Некоторое время его не было. Потом он вышел. Подавленно молчал. С силой потер ладошкой лоб.

Подбежали другие… По виду Красулина догадались, что тут случилось.

— Казаки?

— Должно… Кто же больше?

— Они, больше некому. Раз скоморохов взяли, то они.
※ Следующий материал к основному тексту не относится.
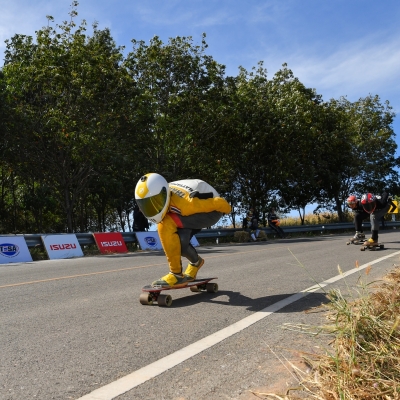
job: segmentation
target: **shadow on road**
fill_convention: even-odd
[[[249,311],[261,311],[264,308],[271,306],[272,304],[277,303],[283,299],[286,299],[289,296],[292,296],[296,293],[284,293],[278,295],[271,296],[263,296],[258,298],[250,298],[247,296],[243,296],[240,292],[232,292],[229,290],[221,290],[217,293],[197,293],[193,296],[182,297],[180,299],[174,299],[172,304],[172,308],[178,307],[190,307],[194,304],[201,303],[213,303],[213,304],[221,304],[226,306],[233,307],[244,307]],[[224,299],[221,299],[224,297]],[[298,304],[302,304],[301,309],[298,308]],[[306,311],[314,307],[318,307],[321,304],[328,303],[328,299],[326,295],[323,293],[309,293],[305,294],[303,298],[289,304],[288,306],[282,308],[277,312],[299,312]]]

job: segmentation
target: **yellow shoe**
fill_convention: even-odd
[[[378,242],[376,241],[376,240],[374,240],[374,239],[372,239],[372,238],[369,238],[365,243],[364,243],[364,245],[365,246],[372,246],[372,245],[374,245],[374,244],[377,244]]]
[[[184,276],[188,280],[188,282],[192,282],[196,279],[197,273],[199,272],[199,269],[203,266],[204,260],[199,256],[199,259],[196,263],[189,263],[186,271],[184,272]]]
[[[164,288],[180,288],[185,287],[188,284],[188,279],[185,275],[174,274],[170,272],[169,274],[163,276],[162,278],[154,281],[151,286],[153,287],[164,287]]]

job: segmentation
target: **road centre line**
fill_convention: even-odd
[[[189,346],[184,347],[166,357],[161,358],[143,368],[140,368],[129,375],[126,375],[114,382],[109,383],[103,387],[100,387],[94,390],[83,397],[80,397],[77,400],[112,400],[117,396],[122,395],[123,393],[128,392],[129,390],[141,385],[142,383],[155,378],[156,376],[162,374],[163,372],[181,364],[182,362],[188,360],[189,358],[195,356],[196,354],[201,353],[204,350],[209,349],[210,347],[222,342],[223,340],[233,336],[236,333],[243,331],[249,326],[255,324],[258,321],[270,316],[271,314],[279,311],[280,309],[288,306],[300,300],[302,297],[306,296],[309,293],[316,292],[319,289],[324,288],[327,285],[330,285],[334,282],[337,282],[345,277],[352,275],[358,271],[361,271],[368,266],[377,264],[381,261],[384,261],[388,258],[399,255],[400,251],[396,251],[393,254],[389,254],[387,256],[378,258],[374,261],[370,261],[366,264],[359,266],[358,268],[353,268],[349,271],[343,272],[342,274],[336,275],[333,278],[327,279],[321,283],[317,283],[305,290],[302,290],[299,293],[291,295],[286,299],[278,301],[242,320],[235,322],[234,324],[219,330],[195,343],[190,344]]]
[[[246,253],[254,253],[254,252],[259,252],[259,251],[266,251],[267,249],[261,249],[261,250],[253,250],[253,251],[240,251],[238,253],[234,253],[232,255],[237,255],[237,254],[246,254]],[[223,255],[218,255],[218,256],[211,256],[207,257],[207,259],[210,258],[220,258],[220,257],[229,257],[229,254],[223,254]],[[59,260],[50,260],[50,261],[59,261]],[[131,271],[134,269],[142,269],[142,268],[150,268],[150,267],[156,267],[160,265],[165,265],[165,262],[159,263],[159,264],[149,264],[149,265],[139,265],[137,267],[127,267],[127,268],[120,268],[120,269],[110,269],[107,271],[96,271],[96,272],[89,272],[87,274],[77,274],[77,275],[69,275],[69,276],[59,276],[56,278],[49,278],[49,279],[41,279],[37,281],[28,281],[28,282],[18,282],[18,283],[10,283],[8,285],[1,285],[0,289],[4,288],[9,288],[9,287],[15,287],[15,286],[23,286],[23,285],[32,285],[34,283],[44,283],[44,282],[53,282],[53,281],[59,281],[62,279],[73,279],[73,278],[80,278],[80,277],[85,277],[85,276],[93,276],[93,275],[101,275],[101,274],[110,274],[113,272],[122,272],[122,271]]]
[[[22,286],[22,285],[32,285],[34,283],[43,283],[43,282],[53,282],[53,281],[59,281],[62,279],[73,279],[73,278],[80,278],[84,276],[92,276],[92,275],[101,275],[101,274],[110,274],[112,272],[120,272],[120,271],[130,271],[133,269],[141,269],[141,268],[148,268],[148,267],[154,267],[157,265],[163,265],[165,263],[161,264],[150,264],[150,265],[141,265],[138,267],[128,267],[128,268],[120,268],[120,269],[110,269],[107,271],[97,271],[97,272],[90,272],[87,274],[78,274],[78,275],[69,275],[69,276],[59,276],[57,278],[49,278],[49,279],[41,279],[37,281],[29,281],[29,282],[19,282],[19,283],[10,283],[9,285],[2,285],[0,286],[0,289],[8,288],[8,287],[14,287],[14,286]]]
Не татарва же… Казачье дело.

— Вот чего, — заговорил Красулин, — скоморохов взяли — это не скроешь теперь, а вот стражных срубили — то надо замести как-нибудь. Надо чего-то выдумать.

— Срубили?! — узнавали вновь подбегающие.

— Вон лежат… За скоморохов можно перетерпеть, а за этих — не приведи господи: всем будет. Еслив кто из вас донесет тайком, и тому несдобровать: я всех тут знаю.

— Совсем срубили-то? — Двое вошли в башню… И тотчас вышли. — Да… Напополам развалили.

— Чего делать-то? — вслух думал Иван. — Самих ведь срубют… Ишо и умысел потайной присобачут: нарошно, мол, попустили. И так воевода окрысился давеч: «С ворами гуляете!»

— В воду, чего!.. Чего тут больше выдумаешь? Ушли — и все тут. С казаками ушли, мол. Кто проверит?

— Знамо, им теперь — где-нигде… все то же. Тут не грех и об себе подумать. Да ить как скоро управились!

— Как? Все-то как думаете? — спросил Красулин.

— В воду — и подальше, — согласились все.


***

С астраханской стороны Болды послышался конский топот, голоса. Свистнули.

На этой стороне от костров отделилось несколько фигур; пошли к воде. Было уже совсем темно.

— Ты, Фрол?! — спросил отсюда голос Ивана Черноярца.

— Мы! — откликнулся Фрол. — Переплавляйте!

Два стружка отвалили от берега.

На той стороне заводили коней в воду, пускали вплавь одних. Фырканье коней, плеск воды, голоса людей звучно отдавались ночной рекой. Ночи стояли тихие.

Стружки ткнулись в берег… Фрол прыгнул в передний.

— Ну как? — спросил его Черноярец. — Привез?

— Везем… Старик кончился дорогой. А парню язык срезали. Живой пока, но… худой тоже.

— Ох?.. Успели. — Иван сокрушенно прицокнул.

— Куда старика-то? — спросили есаулов с берега.

— Заноси! — велел Иван. — Завтра схороним. Вот твари дак твари!.. И за што ухайдакали? Ни за што.

Занесли на струг тело старика и полуживого Семку, поплыли.

— Уходить надо, — сказал Фрол. — Мы там двух стрельцов срубили… Всполохнуться могут.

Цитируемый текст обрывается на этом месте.